A défaut de performances inoubliables, le football nord-irlandais a produit quelques joueurs qui ne sont pas passés inaperçus au niveau international

George Best

A son tableau de chasse: un Ballon d'or et une Coupe d’Europe des clubs champions en 1968, deux titres de champion d’Angleterre avec Manchester United, quatre Miss Monde, 10 000 lettres de fans par semaine. Surnommé «le James Bond du foot» ou «le cinquième Beatles», George Best avait tout pour devenir le plus grand: le dribble, la vitesse, le style et l’efficacité.

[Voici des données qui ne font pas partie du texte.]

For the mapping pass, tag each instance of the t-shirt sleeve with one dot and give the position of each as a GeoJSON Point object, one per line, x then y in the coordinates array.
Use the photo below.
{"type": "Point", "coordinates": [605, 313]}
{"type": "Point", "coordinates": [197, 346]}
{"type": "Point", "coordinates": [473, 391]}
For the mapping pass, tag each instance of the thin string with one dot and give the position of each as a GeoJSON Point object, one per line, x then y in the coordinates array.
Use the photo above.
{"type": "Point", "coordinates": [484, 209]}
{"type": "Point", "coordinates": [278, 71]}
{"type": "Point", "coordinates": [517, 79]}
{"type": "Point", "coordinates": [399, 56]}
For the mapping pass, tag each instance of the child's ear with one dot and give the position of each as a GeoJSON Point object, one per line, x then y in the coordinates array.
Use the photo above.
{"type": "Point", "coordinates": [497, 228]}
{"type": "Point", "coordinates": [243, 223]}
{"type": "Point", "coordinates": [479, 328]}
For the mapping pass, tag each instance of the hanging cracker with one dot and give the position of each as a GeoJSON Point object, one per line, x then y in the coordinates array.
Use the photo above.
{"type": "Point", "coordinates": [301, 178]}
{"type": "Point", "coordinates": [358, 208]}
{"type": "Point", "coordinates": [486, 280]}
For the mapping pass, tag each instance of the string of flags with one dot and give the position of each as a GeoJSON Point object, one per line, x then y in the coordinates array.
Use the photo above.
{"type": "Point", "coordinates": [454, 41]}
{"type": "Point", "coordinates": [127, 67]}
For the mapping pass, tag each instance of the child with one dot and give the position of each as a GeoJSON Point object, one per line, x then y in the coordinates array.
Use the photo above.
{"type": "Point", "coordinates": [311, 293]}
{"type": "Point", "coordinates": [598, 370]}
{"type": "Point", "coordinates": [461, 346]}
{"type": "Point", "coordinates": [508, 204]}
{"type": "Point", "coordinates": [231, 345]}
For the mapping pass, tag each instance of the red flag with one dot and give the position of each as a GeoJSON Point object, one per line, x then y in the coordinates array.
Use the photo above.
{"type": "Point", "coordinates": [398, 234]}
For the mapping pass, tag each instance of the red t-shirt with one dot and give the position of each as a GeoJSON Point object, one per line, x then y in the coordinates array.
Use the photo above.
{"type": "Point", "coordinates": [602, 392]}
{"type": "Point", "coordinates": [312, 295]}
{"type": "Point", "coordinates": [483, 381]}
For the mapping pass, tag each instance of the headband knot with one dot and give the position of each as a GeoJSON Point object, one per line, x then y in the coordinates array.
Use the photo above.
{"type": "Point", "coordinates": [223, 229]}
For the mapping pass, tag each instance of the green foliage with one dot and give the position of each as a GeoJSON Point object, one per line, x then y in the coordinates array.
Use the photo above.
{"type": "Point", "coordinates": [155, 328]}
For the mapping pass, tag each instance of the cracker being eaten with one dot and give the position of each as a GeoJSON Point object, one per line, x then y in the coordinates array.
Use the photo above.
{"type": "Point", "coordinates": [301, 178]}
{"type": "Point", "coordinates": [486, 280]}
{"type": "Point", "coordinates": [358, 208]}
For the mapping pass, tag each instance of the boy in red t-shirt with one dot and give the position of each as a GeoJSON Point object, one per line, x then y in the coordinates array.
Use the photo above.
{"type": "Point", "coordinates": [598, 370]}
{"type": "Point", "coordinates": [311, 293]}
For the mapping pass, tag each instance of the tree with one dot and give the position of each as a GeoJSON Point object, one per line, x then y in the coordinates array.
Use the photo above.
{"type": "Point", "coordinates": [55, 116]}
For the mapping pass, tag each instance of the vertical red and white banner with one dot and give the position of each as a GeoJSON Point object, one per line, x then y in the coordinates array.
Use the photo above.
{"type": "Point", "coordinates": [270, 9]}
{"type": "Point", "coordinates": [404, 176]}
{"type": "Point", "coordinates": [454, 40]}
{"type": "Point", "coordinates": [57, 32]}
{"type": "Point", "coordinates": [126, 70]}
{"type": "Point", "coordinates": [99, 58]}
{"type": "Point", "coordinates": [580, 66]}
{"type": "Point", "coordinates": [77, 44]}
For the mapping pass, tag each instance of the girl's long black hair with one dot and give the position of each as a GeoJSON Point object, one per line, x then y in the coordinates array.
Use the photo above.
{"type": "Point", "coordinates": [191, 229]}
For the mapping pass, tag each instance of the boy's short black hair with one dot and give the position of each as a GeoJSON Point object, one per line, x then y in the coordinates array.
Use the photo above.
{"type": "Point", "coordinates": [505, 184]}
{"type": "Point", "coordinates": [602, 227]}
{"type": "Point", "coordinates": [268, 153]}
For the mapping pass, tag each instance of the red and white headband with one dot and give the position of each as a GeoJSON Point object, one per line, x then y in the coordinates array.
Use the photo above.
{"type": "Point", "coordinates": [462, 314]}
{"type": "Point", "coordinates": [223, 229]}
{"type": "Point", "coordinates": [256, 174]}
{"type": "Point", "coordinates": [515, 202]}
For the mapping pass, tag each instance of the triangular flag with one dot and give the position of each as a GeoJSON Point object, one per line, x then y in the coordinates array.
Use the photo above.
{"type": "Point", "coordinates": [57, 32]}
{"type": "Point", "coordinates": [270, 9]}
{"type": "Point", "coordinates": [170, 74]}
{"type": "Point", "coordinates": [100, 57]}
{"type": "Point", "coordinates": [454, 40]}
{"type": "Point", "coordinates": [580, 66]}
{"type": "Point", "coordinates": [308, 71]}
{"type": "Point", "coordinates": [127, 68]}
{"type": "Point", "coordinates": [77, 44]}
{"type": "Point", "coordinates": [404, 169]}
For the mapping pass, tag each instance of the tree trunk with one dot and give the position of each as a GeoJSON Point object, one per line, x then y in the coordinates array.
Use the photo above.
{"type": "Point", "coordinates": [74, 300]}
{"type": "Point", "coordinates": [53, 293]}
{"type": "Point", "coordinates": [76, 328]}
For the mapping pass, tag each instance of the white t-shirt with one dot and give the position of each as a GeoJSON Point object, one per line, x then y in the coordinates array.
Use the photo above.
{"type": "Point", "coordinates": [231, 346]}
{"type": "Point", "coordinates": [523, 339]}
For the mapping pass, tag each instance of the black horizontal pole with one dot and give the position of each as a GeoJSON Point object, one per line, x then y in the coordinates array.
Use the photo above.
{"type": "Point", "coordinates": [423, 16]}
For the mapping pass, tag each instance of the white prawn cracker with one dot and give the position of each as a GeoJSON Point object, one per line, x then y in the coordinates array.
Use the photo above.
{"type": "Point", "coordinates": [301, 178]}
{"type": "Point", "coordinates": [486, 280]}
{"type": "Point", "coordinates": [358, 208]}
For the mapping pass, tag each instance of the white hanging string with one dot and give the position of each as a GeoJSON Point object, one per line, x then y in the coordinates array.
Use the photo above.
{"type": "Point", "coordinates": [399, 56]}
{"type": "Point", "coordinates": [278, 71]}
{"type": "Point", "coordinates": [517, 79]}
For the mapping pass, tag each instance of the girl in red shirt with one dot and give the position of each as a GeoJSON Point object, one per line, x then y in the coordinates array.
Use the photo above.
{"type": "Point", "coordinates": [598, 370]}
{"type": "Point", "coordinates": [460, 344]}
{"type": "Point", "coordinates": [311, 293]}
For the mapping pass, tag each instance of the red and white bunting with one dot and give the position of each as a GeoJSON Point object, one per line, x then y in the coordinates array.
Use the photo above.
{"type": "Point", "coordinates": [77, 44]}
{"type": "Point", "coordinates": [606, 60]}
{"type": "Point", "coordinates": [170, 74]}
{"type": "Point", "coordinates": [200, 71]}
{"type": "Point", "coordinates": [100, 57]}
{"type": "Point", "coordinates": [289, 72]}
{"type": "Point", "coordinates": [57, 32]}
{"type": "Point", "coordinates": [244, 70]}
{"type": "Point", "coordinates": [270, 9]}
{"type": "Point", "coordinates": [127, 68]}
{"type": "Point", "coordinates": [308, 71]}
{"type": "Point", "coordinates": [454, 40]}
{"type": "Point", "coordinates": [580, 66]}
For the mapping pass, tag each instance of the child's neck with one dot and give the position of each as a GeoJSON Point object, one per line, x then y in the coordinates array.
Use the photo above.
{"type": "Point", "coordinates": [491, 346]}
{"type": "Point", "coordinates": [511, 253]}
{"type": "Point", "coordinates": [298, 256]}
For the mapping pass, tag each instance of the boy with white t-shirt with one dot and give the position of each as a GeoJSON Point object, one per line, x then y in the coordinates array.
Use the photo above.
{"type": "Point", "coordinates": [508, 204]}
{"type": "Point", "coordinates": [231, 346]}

Avec en plus une belle gueule et de l’humour, ce qui lui fit dire: «Si j’avais été moche, vous n’auriez jamais entendu parler de Pelé.» Ses aphorismes sont nombreux et savoureux. D’ailleurs, il jouait par aphorisme, ses actions furtives et ciselées étaient des coups d’éclat qui ont longtemps fait oublier le reste, l’embonpoint, l’alcool, le mal de vivre, ses dix clubs en dix ans après United. Ses obsèques, en 2005, attirèrent à Belfast un sixième de la population d’Irlande du Nord. Sur une couronne mortuaire, un dernier aphorisme, peut-être le meilleur: «Maradona good, Pelé better, George Best».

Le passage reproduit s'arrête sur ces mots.